DIFERENTES CARGOS EN LA ADMINISTRACIÓN ONTINYENTINA:

La  administración ontinyentina,  durante la época austracista, estaba compuesta por diferentes cargos, que desempeñaban una específica función, pudiéndose solapar sus funciones con diferentes ámbitos de la política de la villa del Clariano.  A continuación  les desglosaremos cuáles eran los más importantes.

En primer lugar tenemos que hablar del  justicia, un oficial  que en nombre del rey, juzgaba en primera instancia todo tipo de delitos. En las causas judiciales era ayudado por un asesor, un escribano y algunos lugartenientes, participando en la insaculación, es decir, en la admisión de nuevos aspirantes a los oficios municipales. La figura del justicia experimentará un cambio al aplicarse los decretos de nueva planta, durante la época borbónica, pasando a llamarse alcalde.

Luego, por otra parte también estaba el cargo de racional, el cual  tenía una serie de funciones que se circunscribían al control de la contabilidad  y era el encargado de confeccionar la ceda o la lista de datos a los cargos municipales.

También estaba el síndico, que era un oficial  cuya misión consistía en recibir las quejas de los vecinos, defendiendo los intereses del ayuntamiento y junto con el racional supervisaba las cuentas municipales.

Además, es importante destacar la figura del escribano, que era quien controlaba el archivo y redactaba los documentos municipales.

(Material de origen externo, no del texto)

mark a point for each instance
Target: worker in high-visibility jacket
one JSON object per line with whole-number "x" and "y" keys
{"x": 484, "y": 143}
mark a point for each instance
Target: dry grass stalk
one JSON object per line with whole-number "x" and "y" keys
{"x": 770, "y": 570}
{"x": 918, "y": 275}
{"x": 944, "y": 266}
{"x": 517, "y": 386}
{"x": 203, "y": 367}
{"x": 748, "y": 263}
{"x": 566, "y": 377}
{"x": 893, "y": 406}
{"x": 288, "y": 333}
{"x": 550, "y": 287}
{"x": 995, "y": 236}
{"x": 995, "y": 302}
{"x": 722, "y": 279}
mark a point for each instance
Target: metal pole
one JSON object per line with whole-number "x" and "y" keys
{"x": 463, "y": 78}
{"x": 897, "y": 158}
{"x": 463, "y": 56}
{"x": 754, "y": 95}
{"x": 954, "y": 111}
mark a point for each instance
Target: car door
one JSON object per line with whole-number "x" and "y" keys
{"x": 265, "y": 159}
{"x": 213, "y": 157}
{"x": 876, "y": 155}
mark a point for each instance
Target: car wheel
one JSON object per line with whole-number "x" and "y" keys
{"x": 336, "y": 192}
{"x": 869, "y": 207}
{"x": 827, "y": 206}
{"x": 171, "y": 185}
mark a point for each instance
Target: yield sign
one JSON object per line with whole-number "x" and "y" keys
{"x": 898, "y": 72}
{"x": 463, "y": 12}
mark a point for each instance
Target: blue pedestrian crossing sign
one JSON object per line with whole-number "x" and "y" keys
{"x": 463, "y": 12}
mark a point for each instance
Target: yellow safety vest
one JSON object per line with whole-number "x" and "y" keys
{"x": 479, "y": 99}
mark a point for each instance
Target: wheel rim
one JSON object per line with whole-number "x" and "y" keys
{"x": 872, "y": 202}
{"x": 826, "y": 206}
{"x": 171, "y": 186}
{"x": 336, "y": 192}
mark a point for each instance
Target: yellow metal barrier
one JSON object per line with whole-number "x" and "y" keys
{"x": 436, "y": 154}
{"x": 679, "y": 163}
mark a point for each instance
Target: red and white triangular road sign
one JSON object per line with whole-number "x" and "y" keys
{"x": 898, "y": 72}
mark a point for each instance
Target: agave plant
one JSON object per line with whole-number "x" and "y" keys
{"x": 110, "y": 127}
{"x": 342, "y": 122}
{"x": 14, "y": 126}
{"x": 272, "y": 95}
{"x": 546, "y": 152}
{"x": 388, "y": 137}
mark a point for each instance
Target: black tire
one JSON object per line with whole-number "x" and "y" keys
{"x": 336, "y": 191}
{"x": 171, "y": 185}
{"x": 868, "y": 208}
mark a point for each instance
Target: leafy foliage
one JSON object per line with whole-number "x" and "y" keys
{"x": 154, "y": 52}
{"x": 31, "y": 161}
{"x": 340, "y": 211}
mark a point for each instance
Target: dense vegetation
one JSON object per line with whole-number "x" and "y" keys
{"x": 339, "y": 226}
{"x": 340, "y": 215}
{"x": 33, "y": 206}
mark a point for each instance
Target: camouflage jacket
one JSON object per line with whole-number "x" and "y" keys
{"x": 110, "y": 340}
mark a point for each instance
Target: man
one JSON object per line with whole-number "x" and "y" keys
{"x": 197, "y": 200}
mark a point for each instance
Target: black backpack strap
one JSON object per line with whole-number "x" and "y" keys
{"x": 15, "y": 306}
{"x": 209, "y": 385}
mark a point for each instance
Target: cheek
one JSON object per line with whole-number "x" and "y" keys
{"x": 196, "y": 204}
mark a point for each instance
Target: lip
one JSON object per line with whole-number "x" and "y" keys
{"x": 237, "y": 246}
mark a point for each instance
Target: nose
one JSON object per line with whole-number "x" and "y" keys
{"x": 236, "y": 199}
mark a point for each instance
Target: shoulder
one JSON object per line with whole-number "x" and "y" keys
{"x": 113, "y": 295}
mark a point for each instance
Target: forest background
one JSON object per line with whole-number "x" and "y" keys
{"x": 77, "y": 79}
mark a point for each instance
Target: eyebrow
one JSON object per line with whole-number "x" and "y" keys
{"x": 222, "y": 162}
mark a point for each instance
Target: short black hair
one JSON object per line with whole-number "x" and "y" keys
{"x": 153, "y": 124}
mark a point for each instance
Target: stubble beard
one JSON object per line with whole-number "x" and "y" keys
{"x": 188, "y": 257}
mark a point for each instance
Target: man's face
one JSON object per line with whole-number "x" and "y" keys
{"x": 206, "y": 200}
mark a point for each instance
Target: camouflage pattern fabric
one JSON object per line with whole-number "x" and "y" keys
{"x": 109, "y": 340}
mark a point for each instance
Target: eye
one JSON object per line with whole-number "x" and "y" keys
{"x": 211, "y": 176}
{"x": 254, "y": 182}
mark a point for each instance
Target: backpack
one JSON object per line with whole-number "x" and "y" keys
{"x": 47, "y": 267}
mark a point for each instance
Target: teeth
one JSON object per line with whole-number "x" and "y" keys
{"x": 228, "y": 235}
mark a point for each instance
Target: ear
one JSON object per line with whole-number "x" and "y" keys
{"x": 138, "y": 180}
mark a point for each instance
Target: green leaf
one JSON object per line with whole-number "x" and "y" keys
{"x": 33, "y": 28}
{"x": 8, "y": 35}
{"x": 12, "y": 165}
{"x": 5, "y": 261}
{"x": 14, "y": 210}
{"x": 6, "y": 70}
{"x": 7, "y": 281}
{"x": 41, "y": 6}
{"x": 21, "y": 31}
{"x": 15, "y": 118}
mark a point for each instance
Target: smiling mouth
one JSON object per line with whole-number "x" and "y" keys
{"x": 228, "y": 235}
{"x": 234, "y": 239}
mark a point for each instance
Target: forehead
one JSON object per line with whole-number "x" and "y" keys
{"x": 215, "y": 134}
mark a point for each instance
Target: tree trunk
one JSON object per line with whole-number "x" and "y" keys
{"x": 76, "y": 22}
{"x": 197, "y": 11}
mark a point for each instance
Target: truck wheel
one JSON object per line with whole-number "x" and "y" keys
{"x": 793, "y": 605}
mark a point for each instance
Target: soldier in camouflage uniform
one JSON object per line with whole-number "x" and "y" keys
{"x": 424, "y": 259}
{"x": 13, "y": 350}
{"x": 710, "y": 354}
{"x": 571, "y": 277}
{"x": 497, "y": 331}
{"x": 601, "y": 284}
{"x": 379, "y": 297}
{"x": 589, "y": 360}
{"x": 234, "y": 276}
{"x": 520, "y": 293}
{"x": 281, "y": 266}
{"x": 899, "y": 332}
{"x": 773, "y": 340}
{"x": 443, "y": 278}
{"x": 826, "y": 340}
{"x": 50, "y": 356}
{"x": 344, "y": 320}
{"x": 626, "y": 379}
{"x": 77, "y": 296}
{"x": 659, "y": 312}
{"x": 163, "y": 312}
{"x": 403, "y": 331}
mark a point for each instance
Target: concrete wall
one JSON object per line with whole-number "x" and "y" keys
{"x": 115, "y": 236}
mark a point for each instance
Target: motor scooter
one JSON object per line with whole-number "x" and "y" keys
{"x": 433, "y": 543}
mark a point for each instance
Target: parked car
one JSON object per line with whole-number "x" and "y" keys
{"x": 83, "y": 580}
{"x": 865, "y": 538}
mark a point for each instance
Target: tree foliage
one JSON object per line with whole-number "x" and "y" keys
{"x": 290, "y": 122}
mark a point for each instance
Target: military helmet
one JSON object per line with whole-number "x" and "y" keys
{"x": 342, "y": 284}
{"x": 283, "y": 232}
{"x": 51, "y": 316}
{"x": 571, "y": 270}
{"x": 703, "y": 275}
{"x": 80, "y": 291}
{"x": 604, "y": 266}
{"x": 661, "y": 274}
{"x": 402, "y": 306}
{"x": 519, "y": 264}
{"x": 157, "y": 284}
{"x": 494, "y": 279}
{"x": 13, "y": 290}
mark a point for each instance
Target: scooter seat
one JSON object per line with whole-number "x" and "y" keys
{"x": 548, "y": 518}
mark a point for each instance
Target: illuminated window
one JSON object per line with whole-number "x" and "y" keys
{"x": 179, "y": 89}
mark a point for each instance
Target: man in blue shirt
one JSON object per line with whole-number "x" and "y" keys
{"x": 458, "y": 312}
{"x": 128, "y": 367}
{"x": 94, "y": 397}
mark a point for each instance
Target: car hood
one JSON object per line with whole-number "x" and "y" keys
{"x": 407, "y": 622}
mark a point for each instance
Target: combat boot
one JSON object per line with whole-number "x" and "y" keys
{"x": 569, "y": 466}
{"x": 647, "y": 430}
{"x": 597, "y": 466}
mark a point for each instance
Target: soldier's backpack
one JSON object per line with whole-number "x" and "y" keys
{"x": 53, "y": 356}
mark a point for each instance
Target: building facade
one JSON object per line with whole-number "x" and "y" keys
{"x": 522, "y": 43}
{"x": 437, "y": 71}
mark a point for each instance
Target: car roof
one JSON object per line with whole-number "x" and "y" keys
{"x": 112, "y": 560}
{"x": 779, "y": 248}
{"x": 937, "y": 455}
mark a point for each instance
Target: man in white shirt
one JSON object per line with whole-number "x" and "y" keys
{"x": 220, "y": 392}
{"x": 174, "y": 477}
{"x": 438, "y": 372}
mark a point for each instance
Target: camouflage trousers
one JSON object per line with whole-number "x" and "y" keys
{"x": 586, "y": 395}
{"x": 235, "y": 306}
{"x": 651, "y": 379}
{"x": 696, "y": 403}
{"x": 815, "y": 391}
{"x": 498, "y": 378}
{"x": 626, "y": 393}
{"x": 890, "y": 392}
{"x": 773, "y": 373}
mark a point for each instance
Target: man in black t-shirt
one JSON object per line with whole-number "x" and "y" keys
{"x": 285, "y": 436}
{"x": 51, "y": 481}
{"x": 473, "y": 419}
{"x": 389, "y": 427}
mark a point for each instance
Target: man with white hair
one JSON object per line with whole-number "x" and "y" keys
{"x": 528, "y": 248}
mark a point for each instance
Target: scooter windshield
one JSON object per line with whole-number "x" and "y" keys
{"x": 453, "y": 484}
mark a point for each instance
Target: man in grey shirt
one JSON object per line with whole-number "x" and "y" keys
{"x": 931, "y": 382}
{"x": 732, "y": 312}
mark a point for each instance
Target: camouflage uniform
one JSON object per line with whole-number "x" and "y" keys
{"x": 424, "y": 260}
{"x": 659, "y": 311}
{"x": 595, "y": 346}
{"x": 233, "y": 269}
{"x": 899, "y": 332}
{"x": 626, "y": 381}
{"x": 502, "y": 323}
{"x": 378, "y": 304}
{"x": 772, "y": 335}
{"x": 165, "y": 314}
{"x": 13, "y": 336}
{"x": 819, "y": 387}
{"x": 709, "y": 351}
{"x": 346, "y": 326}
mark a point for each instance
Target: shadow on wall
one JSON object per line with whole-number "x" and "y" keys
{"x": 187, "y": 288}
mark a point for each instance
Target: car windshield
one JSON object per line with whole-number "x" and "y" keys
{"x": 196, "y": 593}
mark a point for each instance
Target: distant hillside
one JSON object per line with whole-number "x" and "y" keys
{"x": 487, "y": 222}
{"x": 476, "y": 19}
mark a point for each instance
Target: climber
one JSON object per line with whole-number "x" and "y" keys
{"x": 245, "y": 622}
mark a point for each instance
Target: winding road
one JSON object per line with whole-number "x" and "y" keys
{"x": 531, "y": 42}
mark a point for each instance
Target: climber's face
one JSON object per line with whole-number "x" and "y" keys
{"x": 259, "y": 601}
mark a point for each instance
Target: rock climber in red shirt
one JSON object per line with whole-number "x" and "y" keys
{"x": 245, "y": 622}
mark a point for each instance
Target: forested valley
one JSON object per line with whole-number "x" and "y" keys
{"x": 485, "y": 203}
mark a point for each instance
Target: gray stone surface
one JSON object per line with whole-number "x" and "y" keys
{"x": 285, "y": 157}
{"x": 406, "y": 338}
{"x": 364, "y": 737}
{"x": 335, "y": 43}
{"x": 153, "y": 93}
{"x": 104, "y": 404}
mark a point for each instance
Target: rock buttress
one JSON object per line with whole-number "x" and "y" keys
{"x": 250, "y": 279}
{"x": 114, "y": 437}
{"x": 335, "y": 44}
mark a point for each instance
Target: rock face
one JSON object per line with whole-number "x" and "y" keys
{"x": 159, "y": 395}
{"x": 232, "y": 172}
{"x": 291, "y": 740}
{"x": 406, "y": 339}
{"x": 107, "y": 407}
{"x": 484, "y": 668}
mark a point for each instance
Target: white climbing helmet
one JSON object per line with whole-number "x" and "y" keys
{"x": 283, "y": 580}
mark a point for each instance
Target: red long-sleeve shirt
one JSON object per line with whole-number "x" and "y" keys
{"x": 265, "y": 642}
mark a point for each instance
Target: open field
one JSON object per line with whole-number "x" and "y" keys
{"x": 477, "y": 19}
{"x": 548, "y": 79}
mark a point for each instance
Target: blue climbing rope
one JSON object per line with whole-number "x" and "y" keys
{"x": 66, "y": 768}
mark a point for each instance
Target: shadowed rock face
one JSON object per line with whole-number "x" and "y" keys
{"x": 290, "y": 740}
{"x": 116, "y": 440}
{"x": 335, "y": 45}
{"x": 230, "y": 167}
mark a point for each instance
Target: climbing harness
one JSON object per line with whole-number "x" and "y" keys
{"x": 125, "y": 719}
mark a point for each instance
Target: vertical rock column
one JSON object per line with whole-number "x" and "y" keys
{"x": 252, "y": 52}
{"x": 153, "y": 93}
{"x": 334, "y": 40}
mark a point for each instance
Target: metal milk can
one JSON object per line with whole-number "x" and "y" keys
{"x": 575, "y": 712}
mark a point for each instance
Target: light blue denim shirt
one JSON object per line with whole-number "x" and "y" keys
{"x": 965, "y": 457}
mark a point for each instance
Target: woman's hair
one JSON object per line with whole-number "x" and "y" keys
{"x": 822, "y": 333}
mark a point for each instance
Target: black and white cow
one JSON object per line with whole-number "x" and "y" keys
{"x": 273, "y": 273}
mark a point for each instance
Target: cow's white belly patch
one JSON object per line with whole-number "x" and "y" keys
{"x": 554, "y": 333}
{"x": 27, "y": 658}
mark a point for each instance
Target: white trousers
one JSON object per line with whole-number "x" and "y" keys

Su nombramiento era efectuado por el consejo, pero era el monarca el encargado de confirmar la elección.

Por otra parte, estaba el consejo general, conformado en un principio para defender los intereses del pueblo llano, pero poco a poco se decantó más hacia la defensa de los intereses oligárquicos  debido a una serie de actos como la disminución del número de sus miembros, siendo el primero organismo en desaparecer cuando la villa del Clariano cayó en manos borbónicas. Entre sus competencias estaba la aplicación de nuevas sisas y la fijación de las existentes,  la aprobación de nuevos censales, el nombramiento de los síndicos, la incorporación de nuevos oficios y ocupaciones pagadas por el común municipal, la autorización de las fechas o los gastos superiores a 40 libras que el consejo particular no estaba capacitado de conceder, declaraba las festividades oficiales, nombraba a los santos patronos y una serie de actividades más, pero en definitiva, la importancia que tenía este consejo, es que era el órgano básico de funcionamiento del municipio.

Por último estaba el cargo de mustaçaf, que tenia una serie de competencias que se circunscribían al control del comercio y hostales, la sanidad pública y la reglamentación de las actividades menestrales, cargo que desapareció con la llegada de los Borbones durante la década del 1700.

Para finalizar  con este apartado, cabe destacar la mención de los jurados y el consejo particular, que eran unos organismos que elegían a las personas oportunas para servir en las ocupaciones que el ayuntamiento pagaba de las claverías, desde la enseñanza, la sanidad, asistencia social, guardia y custodia  o los patronatos eclesiásticos hasta llegar a incluir actividades administrativas y burocráticas.